Pineapple Vision Pro

Inspiration

Hands are busy, eyes must stay focused, but information is digital. During presentations, hospital work, and hands-on tasks, stopping to touch a mouse or keyboard breaks focus and flow, and may be dangerous or unfeasible. Touch interfaces require stopping work. Voice fails in noisy environments. Controllers are impractical when hands are full. Traditional mice require repetitive, forceful movements that can lead to repetitive strain injuries such as mouse tendinitis, and they exclude people with motor disabilities.

We realized that humans already know how to interact naturally, such as pointing, pinching, and using gestures, so why force humans to adapt to machines? Instead, Pineapple Vision Pro adapts machines to people.

What it does

Pineapple Vision Pro turns any camera into a gesture control interface using natural mid-air hand movements without touching, voice, or physical controllers needed.

Useful across many environments, such as presentations where it eliminates awkward pauses, and sterile settings like hospitals where minimizing contamination is critical.

Pineapple Vision Pro supports continuous, natural gestures that tolerate tremor and limited dexterity. It reduces effort, force, and repetition, allowing users with prosthetic hands or hand tremors to interact comfortably using mid-air gestures. Our system relies on natural, continuous gestures designed for low-effort control, making it effective for users experiencing limited dexterity, tremor, or fatigue.

Features:

Point – Move the cursor

Pinch – Click

Two-finger swipe – Swipes left/right

Two-hand finger stretch – Zoom in/out

Rotate wrist – Scroll up/down

Clap – Turn on/off laser pointer

How we built it

Step 1: Hand Tracking - MediaPipe processes each frame and gives us 3D landmark points per hand (fingertips, knuckles, wrist, etc.).

Step 2: Gesture Recognition - analyzing the landmark positions to detect gestures:

Finger counting
Distance measurement
Hand velocity
Angle calculation
Two-hand tracking

Step 3: AprilTag Screen Calibration We use 4 AprilTag markers placed at screen corners (IDs 0, 1, 2, 3). The system:

Detects all 4 tags in the camera view
Computes a homography matrix that transforms the camera's trapezoid view into perfect screen rectangle coordinates
Maps any hand position in camera space to exact pixel coordinates on screen
For multi-monitor setups, we calibrate each screen independently and detect which display you're pointing at based on cursor trajectory.

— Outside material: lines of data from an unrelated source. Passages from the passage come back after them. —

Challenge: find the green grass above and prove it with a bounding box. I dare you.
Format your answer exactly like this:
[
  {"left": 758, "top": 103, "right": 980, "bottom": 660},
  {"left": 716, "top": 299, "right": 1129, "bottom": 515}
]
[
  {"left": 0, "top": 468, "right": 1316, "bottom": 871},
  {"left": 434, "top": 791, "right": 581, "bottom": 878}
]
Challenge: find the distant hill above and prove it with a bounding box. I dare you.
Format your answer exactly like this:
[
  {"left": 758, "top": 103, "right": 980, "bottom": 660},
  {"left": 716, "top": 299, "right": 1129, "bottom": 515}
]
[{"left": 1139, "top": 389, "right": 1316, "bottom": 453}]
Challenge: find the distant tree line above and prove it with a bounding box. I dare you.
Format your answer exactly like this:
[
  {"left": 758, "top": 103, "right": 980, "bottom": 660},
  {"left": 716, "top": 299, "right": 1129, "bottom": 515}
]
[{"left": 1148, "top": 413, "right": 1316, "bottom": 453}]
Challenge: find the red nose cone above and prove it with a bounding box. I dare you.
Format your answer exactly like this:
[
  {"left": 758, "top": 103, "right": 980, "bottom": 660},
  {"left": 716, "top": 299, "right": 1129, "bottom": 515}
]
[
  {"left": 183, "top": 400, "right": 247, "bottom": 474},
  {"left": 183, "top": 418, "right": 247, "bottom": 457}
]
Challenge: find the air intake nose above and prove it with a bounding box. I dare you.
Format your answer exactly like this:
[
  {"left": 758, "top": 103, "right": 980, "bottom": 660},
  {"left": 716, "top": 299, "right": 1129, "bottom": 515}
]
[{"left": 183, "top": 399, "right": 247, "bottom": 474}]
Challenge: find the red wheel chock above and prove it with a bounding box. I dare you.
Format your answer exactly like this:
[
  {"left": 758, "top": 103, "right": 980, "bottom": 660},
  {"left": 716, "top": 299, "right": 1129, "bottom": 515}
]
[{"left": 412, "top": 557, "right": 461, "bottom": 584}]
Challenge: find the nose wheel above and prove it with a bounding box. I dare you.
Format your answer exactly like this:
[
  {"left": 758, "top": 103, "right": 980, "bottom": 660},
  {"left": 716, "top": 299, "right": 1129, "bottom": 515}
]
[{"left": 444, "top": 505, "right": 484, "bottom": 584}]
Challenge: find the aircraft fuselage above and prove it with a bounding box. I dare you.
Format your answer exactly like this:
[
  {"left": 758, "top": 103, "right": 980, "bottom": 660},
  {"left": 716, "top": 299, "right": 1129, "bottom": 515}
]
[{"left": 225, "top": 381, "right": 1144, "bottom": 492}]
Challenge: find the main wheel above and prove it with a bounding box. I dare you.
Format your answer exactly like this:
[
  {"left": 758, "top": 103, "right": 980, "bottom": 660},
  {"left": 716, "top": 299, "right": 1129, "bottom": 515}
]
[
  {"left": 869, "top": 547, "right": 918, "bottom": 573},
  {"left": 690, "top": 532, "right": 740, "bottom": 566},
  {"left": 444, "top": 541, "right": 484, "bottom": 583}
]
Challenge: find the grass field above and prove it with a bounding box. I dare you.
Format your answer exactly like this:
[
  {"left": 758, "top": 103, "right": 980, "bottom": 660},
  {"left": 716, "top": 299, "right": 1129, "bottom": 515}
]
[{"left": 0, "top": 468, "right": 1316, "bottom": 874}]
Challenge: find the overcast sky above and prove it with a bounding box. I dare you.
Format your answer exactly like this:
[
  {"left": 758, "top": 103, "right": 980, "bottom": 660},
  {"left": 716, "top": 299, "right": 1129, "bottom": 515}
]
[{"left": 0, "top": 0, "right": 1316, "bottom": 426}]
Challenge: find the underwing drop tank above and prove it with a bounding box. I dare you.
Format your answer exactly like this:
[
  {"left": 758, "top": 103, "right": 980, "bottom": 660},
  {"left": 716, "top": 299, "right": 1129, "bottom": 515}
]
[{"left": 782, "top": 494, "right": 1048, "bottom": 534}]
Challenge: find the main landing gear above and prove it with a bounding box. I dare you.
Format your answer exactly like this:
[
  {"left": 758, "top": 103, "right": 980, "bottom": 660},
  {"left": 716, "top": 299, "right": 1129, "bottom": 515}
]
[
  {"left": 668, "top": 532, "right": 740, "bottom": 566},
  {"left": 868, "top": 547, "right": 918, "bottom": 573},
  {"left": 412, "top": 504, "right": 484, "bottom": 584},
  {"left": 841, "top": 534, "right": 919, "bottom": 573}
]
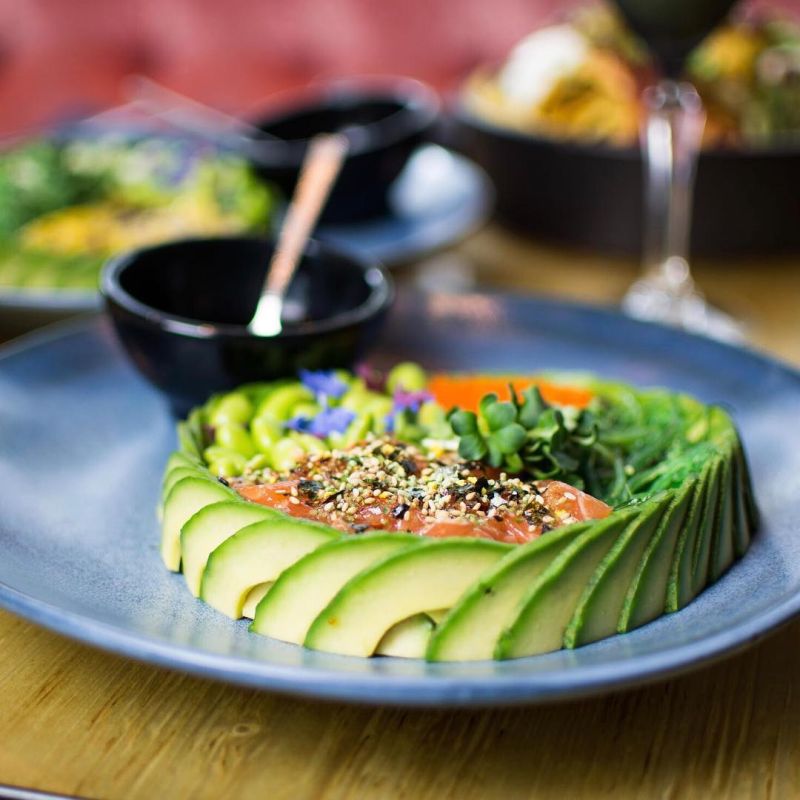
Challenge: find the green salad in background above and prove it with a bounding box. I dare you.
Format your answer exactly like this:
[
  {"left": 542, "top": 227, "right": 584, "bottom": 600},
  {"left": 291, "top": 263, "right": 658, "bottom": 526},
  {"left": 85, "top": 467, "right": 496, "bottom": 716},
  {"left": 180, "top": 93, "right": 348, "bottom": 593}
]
[{"left": 0, "top": 135, "right": 274, "bottom": 291}]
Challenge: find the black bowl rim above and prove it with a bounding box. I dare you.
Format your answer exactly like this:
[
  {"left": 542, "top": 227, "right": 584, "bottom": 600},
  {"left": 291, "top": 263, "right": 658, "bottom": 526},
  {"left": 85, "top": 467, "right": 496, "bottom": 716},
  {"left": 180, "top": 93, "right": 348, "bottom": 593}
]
[
  {"left": 448, "top": 96, "right": 800, "bottom": 161},
  {"left": 246, "top": 75, "right": 442, "bottom": 169},
  {"left": 100, "top": 236, "right": 395, "bottom": 342}
]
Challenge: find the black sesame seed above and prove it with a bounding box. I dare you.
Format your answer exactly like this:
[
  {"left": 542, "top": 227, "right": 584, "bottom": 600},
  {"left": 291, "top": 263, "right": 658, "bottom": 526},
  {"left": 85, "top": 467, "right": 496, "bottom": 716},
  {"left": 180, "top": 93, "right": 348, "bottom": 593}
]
[
  {"left": 400, "top": 458, "right": 419, "bottom": 475},
  {"left": 392, "top": 503, "right": 410, "bottom": 519},
  {"left": 297, "top": 478, "right": 324, "bottom": 500}
]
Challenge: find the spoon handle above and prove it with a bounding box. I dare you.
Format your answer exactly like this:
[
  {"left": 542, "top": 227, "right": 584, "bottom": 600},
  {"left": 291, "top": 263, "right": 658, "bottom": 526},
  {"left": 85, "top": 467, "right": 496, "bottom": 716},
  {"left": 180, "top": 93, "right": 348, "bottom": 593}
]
[{"left": 264, "top": 134, "right": 347, "bottom": 297}]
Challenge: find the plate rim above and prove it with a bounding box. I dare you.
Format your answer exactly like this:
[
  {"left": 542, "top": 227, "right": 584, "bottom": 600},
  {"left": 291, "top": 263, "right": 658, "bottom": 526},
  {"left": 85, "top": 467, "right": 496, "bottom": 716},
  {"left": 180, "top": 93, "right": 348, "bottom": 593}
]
[{"left": 0, "top": 300, "right": 800, "bottom": 707}]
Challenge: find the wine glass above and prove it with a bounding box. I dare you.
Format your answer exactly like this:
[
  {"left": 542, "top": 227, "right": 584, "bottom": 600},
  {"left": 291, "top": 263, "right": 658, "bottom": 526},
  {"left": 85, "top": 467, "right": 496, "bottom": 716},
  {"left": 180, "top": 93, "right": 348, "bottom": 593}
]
[{"left": 614, "top": 0, "right": 743, "bottom": 341}]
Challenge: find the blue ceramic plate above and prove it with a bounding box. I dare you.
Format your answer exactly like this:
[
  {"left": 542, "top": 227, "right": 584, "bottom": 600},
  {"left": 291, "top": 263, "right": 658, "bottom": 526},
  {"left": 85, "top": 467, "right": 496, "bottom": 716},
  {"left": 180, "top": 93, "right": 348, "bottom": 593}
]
[{"left": 0, "top": 295, "right": 800, "bottom": 706}]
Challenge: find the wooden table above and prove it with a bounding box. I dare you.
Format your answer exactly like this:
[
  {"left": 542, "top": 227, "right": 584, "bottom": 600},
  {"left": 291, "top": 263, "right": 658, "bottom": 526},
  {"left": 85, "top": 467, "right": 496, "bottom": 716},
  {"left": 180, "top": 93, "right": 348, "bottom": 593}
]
[{"left": 0, "top": 228, "right": 800, "bottom": 800}]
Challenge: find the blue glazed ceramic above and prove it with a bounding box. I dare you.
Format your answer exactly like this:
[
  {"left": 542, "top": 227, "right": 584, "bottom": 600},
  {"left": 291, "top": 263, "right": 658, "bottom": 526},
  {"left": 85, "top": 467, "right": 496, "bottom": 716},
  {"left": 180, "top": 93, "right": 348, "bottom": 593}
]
[{"left": 0, "top": 295, "right": 800, "bottom": 706}]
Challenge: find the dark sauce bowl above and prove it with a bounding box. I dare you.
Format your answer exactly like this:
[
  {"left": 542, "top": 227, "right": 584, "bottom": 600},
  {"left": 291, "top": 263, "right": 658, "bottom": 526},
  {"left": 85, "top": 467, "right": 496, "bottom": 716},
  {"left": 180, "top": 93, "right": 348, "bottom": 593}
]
[
  {"left": 241, "top": 78, "right": 439, "bottom": 224},
  {"left": 101, "top": 238, "right": 394, "bottom": 416}
]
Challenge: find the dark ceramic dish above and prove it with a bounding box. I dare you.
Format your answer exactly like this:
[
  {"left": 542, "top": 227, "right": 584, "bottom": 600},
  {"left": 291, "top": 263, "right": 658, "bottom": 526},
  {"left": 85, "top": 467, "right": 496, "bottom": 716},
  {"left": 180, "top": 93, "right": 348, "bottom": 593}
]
[
  {"left": 101, "top": 238, "right": 394, "bottom": 414},
  {"left": 450, "top": 101, "right": 800, "bottom": 256},
  {"left": 244, "top": 78, "right": 439, "bottom": 224}
]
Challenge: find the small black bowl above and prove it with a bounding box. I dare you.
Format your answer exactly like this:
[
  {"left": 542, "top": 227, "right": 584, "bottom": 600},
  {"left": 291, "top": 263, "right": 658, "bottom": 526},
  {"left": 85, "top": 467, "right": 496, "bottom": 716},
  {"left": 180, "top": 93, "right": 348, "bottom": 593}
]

Step 4: System Control - PyAutoGUI executes the actions:

Move cursor to calculated screen position
Send click/drag commands
Trigger scroll and swipe events
Switch between monitors

Challenges we ran into

Initially, we used a fist gesture to rotate the model, inspired by 3D CAD interactions. However, this approach struggled with finger occlusion; However, hidden fingers caused unstable detection and geometric inconsistencies. To address this, we switched to a thumbs-up gesture, which provides a clear and reliable reference point for orientation.